On maneuvers in Afghanistan, Rumsfeld speaks the naked truth

Amid the constant shelling of Americans in Iraq and Saudi Arabia, Secretary of Defense Donald Rumsfeld dropped a bomb of his own on December 7 (Kabul time): He broadly hinted that there will be “five or 10 or 20 years” of war.

In remarks on the anniversary of Pearl Harbor Day, Rumsfeld told U.S. troops at Bagram Air Base in Afghanistan:

You folks are going to be able to look back on your lives in five or 10 or 20 years and feel that you have been a part of something enormously important.

He didn’t mean it that way! Or did he? More on that later. But first, keep in mind that Rumsfeld’s not the only Pentagon cheerleader. Late last week, in fact, before he left on his trip to Asia with Vice President Dick Cheney, the SecDef hosted some actual West Point cheerleaders for a routine visit just outside his office (see photo).

Secretary of Defense Donald Rumsfeld (center, blue tie) and West Point cheerleaders get ready to attempt the Naked Pyramid, a routine popularized by the Pentagon at Abu Ghraib (DOD photo/Helene C. Stikkel)

The original Naked Pyramid, captured for posterity here, is one of the highlights of the Iraq trials, which are still being contested. (See Wikipedia’s Abu Ghraib page for a guide to all of the events.)

The maneuver requires that, first, its participants get naked. The Washington Post has preserved details of how U.S. soldiers brought off the rest of the memorable routine:

One detainee after another was put in a crouching position on the floor, and a soldier directed the action. One by one they were placed on top of one another, forming a human tower.

The West Point cheerleaders couldn’t keep working on their moves with Rumsfeld because they didn’t accompany him to Afghanistan.

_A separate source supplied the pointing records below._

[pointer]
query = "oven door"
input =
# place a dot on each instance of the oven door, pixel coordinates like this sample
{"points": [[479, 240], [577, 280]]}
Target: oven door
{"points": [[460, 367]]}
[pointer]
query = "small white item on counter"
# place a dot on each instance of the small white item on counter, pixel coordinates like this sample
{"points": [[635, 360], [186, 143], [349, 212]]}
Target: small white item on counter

But SecDef took care of the cheerleading himself, making his intriguing remarks shortly after he and Cheney ate breakfast with the troops at the base’s Viper Dining Facility.

Kathleen T. Rhem of American Forces Press Service, one of the Pentagon’s permanently embedded reporters, put her boss’s remarks in context:

After breakfast, Rumsfeld walked a short distance, shaking hands with troops, and spoke to a small formation. There, he told individuals from several military services that what they’re doing here is not in vain.

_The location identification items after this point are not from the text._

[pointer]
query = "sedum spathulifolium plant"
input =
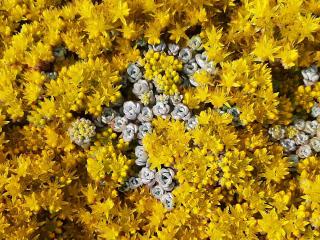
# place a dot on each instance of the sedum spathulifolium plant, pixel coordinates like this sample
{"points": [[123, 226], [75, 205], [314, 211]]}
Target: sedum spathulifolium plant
{"points": [[143, 119]]}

“Every time I come (to Afghanistan) I can see the progress that’s being made, the energy that exists in the country, the refugees returning home,” the secretary said, noting this was his eighth visit to Afghanistan since Operation Enduring Freedom kicked off following the attacks of September 11, 2001.

However, he also warned the servicemembers the war on terror is not over in Afghanistan. “There’s still groups of extremists that would like to take this country back,” he said, adding, “But that’s not going to happen.”

It was then that Rumsfeld dropped the news about the “five or 10 or 20 years.” Face it. Even if he didn’t mean it that way, he was right—for a change: The current conflagration spreading through Asia, with our help, will last at least that long.

The war will certainly consume the rest of the Zeros. You might as well start calling the current decade by that name. That’s the way your children will look back on it.